In [36]:
import itertools
import joblib
import pickle 

import networkx as nx
import numpy as np
import pandas as pd
import cvxpy as cp

import matplotlib.pyplot as plt
import matplotlib.pylab as pl
import seaborn as sns
import random 
import joblib

import numpy as np
from sklearn.linear_model import Lasso
from sklearn.model_selection import LeaveOneGroupOut
from sklearn.metrics import mean_squared_error
from sklearn.model_selection import train_test_split


import numpy as np
import networkx as nx

from src.CBN import CausalBayesianNetwork as CBN
import modularised_utils as mut
import Linear_Additive_Noise_Models as lanm
import operations as ops
import evaluation_utils as evut
import opt_utils as oput
import params

np.random.seed(0)

In [37]:
experiment = 'battery_discrete'

## Preprocessing

In [38]:
M_base = joblib.load('batteries/scms/M_WMG_bins_5_avg_2.pkl')
M_abst = joblib.load('batteries/scms/M_LRCS_bins_5.pkl') 
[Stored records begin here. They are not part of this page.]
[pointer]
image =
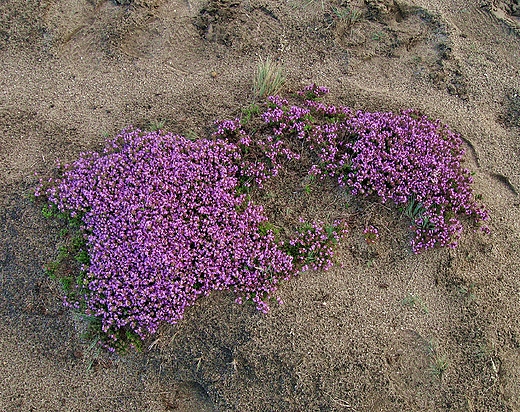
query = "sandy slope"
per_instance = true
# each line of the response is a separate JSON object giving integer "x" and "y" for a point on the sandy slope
{"x": 344, "y": 340}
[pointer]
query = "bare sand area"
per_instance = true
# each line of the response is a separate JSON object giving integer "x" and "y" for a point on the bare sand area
{"x": 384, "y": 329}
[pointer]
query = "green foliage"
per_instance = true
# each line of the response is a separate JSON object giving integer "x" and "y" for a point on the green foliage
{"x": 156, "y": 125}
{"x": 266, "y": 227}
{"x": 412, "y": 300}
{"x": 269, "y": 79}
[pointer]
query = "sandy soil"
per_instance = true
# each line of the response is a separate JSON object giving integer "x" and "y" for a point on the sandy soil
{"x": 368, "y": 335}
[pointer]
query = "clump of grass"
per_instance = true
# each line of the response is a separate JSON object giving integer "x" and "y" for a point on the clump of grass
{"x": 412, "y": 300}
{"x": 269, "y": 78}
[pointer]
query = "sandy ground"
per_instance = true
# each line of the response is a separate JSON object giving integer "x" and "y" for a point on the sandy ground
{"x": 368, "y": 335}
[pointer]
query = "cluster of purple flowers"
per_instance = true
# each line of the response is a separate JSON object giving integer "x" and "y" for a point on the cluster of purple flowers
{"x": 313, "y": 247}
{"x": 165, "y": 225}
{"x": 401, "y": 158}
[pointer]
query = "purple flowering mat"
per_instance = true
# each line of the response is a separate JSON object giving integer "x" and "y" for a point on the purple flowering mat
{"x": 384, "y": 328}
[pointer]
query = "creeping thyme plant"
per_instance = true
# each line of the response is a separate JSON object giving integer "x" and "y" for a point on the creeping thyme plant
{"x": 165, "y": 220}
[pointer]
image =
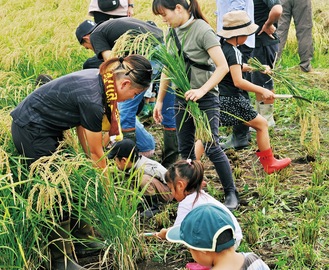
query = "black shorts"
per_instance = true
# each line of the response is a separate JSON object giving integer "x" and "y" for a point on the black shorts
{"x": 266, "y": 55}
{"x": 235, "y": 110}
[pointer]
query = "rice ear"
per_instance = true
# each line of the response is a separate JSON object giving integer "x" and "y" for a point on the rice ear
{"x": 174, "y": 68}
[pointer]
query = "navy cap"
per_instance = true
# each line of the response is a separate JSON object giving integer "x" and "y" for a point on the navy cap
{"x": 84, "y": 28}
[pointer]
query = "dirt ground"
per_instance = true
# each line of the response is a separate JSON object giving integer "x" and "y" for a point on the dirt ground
{"x": 243, "y": 164}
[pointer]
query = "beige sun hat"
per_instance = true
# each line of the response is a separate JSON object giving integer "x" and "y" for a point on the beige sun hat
{"x": 237, "y": 23}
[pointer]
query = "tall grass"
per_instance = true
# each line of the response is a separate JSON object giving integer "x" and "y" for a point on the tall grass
{"x": 283, "y": 216}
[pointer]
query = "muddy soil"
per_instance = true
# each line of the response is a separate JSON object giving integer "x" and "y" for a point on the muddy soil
{"x": 244, "y": 161}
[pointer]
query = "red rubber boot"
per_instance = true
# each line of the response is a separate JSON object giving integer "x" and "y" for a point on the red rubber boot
{"x": 271, "y": 164}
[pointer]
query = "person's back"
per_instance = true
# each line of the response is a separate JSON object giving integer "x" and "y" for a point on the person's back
{"x": 208, "y": 232}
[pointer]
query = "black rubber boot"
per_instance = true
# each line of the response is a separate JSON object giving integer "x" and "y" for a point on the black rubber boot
{"x": 170, "y": 152}
{"x": 240, "y": 138}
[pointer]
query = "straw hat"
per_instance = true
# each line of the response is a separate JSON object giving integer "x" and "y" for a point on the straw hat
{"x": 237, "y": 23}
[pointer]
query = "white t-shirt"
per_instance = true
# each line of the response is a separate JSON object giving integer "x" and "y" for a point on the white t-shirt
{"x": 186, "y": 205}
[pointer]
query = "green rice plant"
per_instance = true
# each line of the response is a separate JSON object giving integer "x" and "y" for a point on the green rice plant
{"x": 109, "y": 202}
{"x": 22, "y": 238}
{"x": 173, "y": 67}
{"x": 307, "y": 112}
{"x": 320, "y": 173}
{"x": 304, "y": 256}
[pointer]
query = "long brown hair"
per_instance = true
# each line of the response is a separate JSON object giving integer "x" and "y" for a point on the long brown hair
{"x": 191, "y": 171}
{"x": 191, "y": 6}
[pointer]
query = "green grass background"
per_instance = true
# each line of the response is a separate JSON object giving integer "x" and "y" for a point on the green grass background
{"x": 285, "y": 216}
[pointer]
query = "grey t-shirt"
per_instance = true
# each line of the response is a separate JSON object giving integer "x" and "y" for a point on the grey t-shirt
{"x": 196, "y": 39}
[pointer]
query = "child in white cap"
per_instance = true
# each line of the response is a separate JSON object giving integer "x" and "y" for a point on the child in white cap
{"x": 208, "y": 231}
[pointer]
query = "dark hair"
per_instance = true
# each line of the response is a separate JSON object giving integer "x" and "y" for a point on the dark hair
{"x": 193, "y": 7}
{"x": 192, "y": 171}
{"x": 134, "y": 66}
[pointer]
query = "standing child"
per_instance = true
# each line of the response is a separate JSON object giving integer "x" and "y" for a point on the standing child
{"x": 209, "y": 232}
{"x": 201, "y": 46}
{"x": 127, "y": 158}
{"x": 237, "y": 26}
{"x": 185, "y": 180}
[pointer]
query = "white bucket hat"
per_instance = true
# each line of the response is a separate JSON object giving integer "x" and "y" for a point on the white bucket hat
{"x": 237, "y": 23}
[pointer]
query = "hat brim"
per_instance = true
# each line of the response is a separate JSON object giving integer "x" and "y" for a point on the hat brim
{"x": 245, "y": 31}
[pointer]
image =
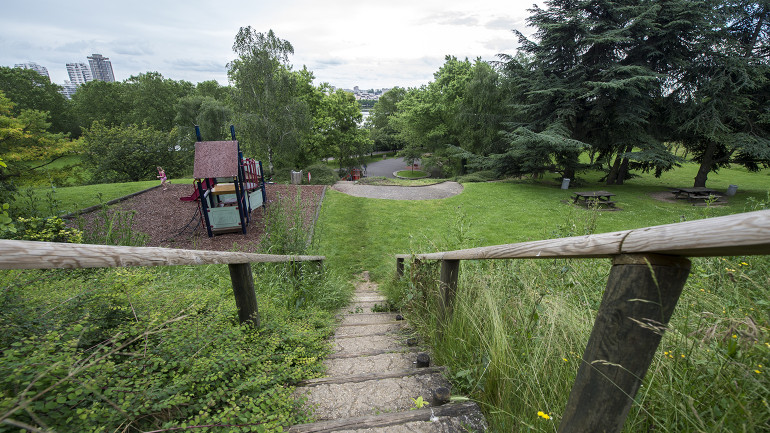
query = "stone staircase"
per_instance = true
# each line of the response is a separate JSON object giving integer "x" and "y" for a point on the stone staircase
{"x": 374, "y": 379}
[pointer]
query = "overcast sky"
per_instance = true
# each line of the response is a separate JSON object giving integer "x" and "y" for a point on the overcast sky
{"x": 344, "y": 42}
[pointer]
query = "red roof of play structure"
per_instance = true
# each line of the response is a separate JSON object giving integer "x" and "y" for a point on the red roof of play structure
{"x": 215, "y": 159}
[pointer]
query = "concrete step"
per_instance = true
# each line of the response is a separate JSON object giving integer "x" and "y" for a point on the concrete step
{"x": 369, "y": 329}
{"x": 383, "y": 363}
{"x": 365, "y": 343}
{"x": 366, "y": 318}
{"x": 453, "y": 417}
{"x": 370, "y": 394}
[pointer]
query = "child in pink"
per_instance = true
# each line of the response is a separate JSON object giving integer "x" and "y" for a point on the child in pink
{"x": 162, "y": 176}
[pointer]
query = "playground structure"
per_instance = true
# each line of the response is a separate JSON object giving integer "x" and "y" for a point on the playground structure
{"x": 227, "y": 185}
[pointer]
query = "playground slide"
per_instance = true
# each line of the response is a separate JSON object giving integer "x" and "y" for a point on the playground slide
{"x": 192, "y": 197}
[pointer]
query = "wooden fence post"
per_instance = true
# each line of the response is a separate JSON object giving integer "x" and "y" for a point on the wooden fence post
{"x": 399, "y": 267}
{"x": 642, "y": 291}
{"x": 243, "y": 289}
{"x": 450, "y": 270}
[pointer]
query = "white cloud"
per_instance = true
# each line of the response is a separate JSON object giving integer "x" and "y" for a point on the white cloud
{"x": 347, "y": 43}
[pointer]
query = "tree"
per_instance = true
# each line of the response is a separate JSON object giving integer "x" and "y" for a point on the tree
{"x": 272, "y": 117}
{"x": 131, "y": 153}
{"x": 25, "y": 140}
{"x": 721, "y": 97}
{"x": 101, "y": 101}
{"x": 213, "y": 89}
{"x": 382, "y": 133}
{"x": 152, "y": 99}
{"x": 337, "y": 126}
{"x": 212, "y": 116}
{"x": 31, "y": 91}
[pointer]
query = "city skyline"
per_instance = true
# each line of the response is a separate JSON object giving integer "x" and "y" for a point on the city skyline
{"x": 346, "y": 44}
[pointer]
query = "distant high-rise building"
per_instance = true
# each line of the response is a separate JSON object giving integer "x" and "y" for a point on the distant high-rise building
{"x": 101, "y": 68}
{"x": 79, "y": 73}
{"x": 68, "y": 89}
{"x": 42, "y": 70}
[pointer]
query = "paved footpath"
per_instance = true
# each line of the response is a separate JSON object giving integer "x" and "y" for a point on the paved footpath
{"x": 374, "y": 379}
{"x": 385, "y": 167}
{"x": 429, "y": 192}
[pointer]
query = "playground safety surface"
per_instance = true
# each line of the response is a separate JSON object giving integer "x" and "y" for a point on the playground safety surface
{"x": 170, "y": 222}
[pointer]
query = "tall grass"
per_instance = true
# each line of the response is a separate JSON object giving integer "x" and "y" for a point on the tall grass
{"x": 519, "y": 328}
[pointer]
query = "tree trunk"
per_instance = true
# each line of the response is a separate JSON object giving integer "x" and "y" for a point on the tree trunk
{"x": 613, "y": 174}
{"x": 705, "y": 165}
{"x": 619, "y": 169}
{"x": 622, "y": 172}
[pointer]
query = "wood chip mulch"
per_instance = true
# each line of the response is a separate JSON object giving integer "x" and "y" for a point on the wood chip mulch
{"x": 170, "y": 222}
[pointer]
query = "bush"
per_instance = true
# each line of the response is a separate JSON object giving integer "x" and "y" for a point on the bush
{"x": 479, "y": 176}
{"x": 321, "y": 174}
{"x": 44, "y": 230}
{"x": 132, "y": 153}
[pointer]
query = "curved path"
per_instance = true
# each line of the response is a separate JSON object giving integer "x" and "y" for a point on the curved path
{"x": 386, "y": 167}
{"x": 430, "y": 192}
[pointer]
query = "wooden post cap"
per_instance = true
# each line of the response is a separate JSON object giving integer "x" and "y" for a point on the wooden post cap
{"x": 441, "y": 396}
{"x": 423, "y": 360}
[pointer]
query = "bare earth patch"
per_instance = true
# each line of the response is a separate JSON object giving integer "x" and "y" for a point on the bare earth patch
{"x": 170, "y": 222}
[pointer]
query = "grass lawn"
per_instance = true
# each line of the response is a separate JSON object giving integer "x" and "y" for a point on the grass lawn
{"x": 412, "y": 173}
{"x": 519, "y": 327}
{"x": 363, "y": 234}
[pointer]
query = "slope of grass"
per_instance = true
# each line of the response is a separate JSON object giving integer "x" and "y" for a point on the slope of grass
{"x": 519, "y": 328}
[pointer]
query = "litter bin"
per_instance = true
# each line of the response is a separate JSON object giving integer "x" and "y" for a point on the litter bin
{"x": 296, "y": 177}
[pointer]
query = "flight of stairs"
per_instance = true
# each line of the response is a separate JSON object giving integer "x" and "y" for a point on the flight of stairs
{"x": 374, "y": 380}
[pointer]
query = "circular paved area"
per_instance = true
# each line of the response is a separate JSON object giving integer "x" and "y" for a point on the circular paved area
{"x": 430, "y": 192}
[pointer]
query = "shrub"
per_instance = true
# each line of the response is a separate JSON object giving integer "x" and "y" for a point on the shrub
{"x": 44, "y": 230}
{"x": 321, "y": 174}
{"x": 479, "y": 176}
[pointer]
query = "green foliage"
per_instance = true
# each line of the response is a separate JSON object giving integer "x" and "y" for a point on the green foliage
{"x": 519, "y": 327}
{"x": 131, "y": 153}
{"x": 50, "y": 229}
{"x": 321, "y": 174}
{"x": 272, "y": 112}
{"x": 100, "y": 101}
{"x": 478, "y": 176}
{"x": 152, "y": 100}
{"x": 31, "y": 91}
{"x": 337, "y": 132}
{"x": 382, "y": 133}
{"x": 112, "y": 227}
{"x": 159, "y": 348}
{"x": 285, "y": 230}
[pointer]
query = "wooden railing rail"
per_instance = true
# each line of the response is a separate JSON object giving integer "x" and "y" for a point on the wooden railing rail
{"x": 54, "y": 255}
{"x": 649, "y": 270}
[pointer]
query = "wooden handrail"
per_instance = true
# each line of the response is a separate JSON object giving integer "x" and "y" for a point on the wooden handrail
{"x": 649, "y": 271}
{"x": 740, "y": 234}
{"x": 54, "y": 255}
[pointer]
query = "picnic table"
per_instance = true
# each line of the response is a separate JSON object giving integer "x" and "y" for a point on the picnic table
{"x": 700, "y": 192}
{"x": 594, "y": 197}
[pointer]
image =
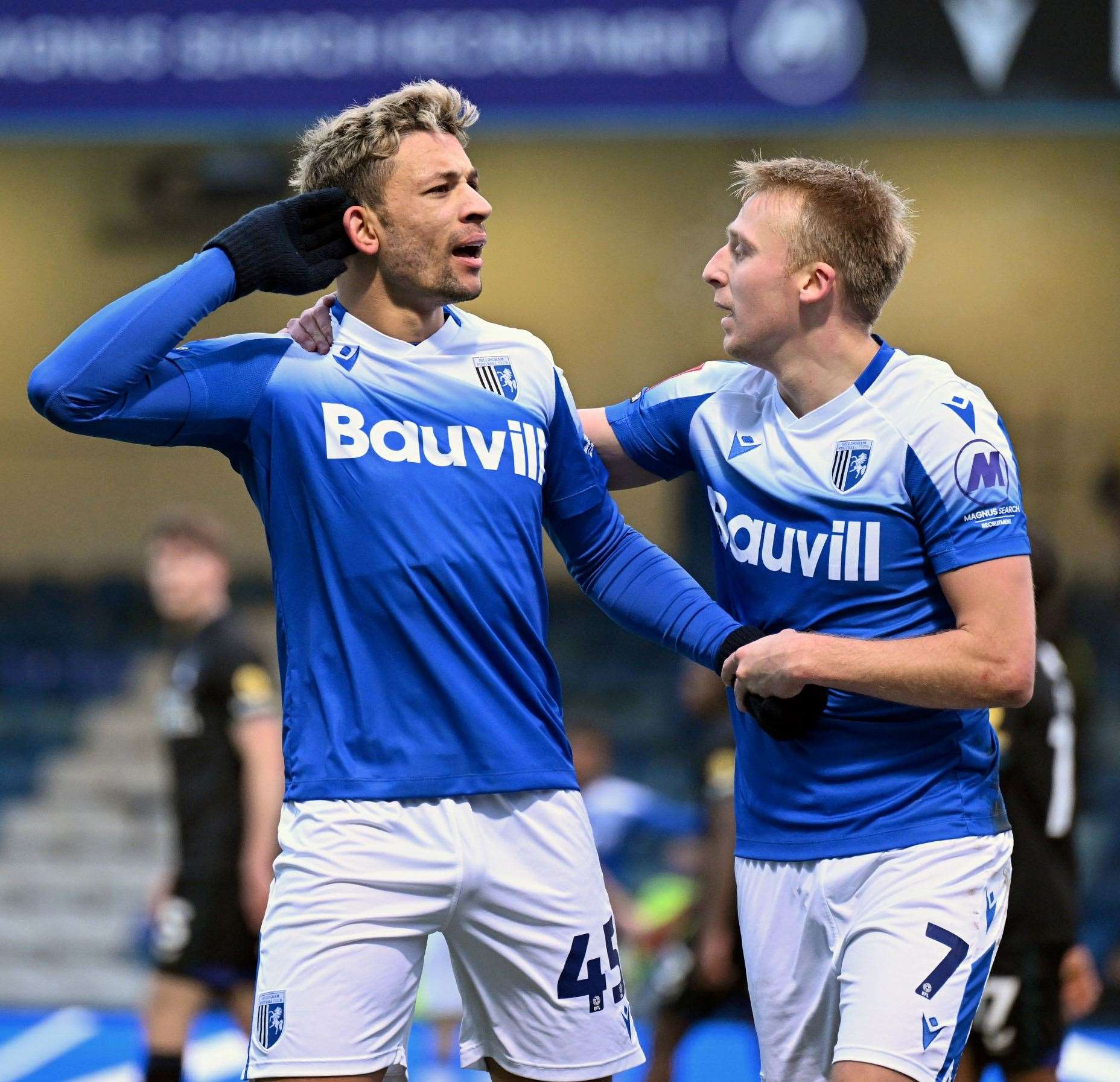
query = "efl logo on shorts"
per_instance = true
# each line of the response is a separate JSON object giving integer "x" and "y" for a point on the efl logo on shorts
{"x": 268, "y": 1019}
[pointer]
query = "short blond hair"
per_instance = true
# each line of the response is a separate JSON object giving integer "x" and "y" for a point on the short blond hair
{"x": 848, "y": 217}
{"x": 354, "y": 149}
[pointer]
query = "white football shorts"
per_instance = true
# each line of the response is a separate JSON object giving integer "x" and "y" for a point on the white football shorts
{"x": 511, "y": 879}
{"x": 879, "y": 958}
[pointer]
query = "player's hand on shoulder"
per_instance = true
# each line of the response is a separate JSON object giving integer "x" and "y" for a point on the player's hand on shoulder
{"x": 311, "y": 328}
{"x": 764, "y": 673}
{"x": 296, "y": 246}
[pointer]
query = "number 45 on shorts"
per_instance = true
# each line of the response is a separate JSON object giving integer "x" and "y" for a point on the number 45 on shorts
{"x": 594, "y": 985}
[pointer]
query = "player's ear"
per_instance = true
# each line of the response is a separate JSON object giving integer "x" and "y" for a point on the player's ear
{"x": 363, "y": 229}
{"x": 816, "y": 281}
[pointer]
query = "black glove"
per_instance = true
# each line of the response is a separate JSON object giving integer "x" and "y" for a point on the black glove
{"x": 784, "y": 719}
{"x": 296, "y": 246}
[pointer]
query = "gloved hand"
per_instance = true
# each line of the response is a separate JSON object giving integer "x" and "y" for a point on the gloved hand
{"x": 296, "y": 246}
{"x": 783, "y": 719}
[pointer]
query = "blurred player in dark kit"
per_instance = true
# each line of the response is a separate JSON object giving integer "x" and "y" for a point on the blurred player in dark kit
{"x": 218, "y": 718}
{"x": 1042, "y": 978}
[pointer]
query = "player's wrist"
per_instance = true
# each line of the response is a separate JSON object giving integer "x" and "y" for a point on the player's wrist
{"x": 742, "y": 637}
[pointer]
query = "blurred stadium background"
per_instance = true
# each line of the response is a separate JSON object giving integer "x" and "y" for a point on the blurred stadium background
{"x": 132, "y": 130}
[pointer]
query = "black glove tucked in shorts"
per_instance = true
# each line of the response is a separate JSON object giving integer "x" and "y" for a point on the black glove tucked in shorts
{"x": 784, "y": 719}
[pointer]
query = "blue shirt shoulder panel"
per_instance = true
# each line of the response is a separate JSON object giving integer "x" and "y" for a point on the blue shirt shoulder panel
{"x": 653, "y": 426}
{"x": 960, "y": 471}
{"x": 226, "y": 378}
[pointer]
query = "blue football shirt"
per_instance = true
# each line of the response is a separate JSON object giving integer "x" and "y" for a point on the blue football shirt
{"x": 404, "y": 490}
{"x": 840, "y": 522}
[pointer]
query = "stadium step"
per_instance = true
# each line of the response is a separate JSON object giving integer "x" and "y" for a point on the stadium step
{"x": 81, "y": 857}
{"x": 108, "y": 982}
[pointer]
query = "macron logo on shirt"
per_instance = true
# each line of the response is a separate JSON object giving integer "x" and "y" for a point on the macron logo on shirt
{"x": 849, "y": 552}
{"x": 407, "y": 442}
df_base = joblib.load('batteries/dfs/df_WMG_bins_5_avg_2.pkl')
df_abst = joblib.load('batteries/dfs/df_LRCS_bins_5.pkl')

df_base.drop(df_base.columns[[1,2]], axis=1, inplace=True)
df_base.replace({75:0, 110:1, 150:2, 170:3, 180:4, 200:5}, inplace=True)

df_abst.drop(df_abst.columns[[1]], axis=1, inplace=True)
df_abst.replace({75:0, 100:1, 200:2}, inplace=True)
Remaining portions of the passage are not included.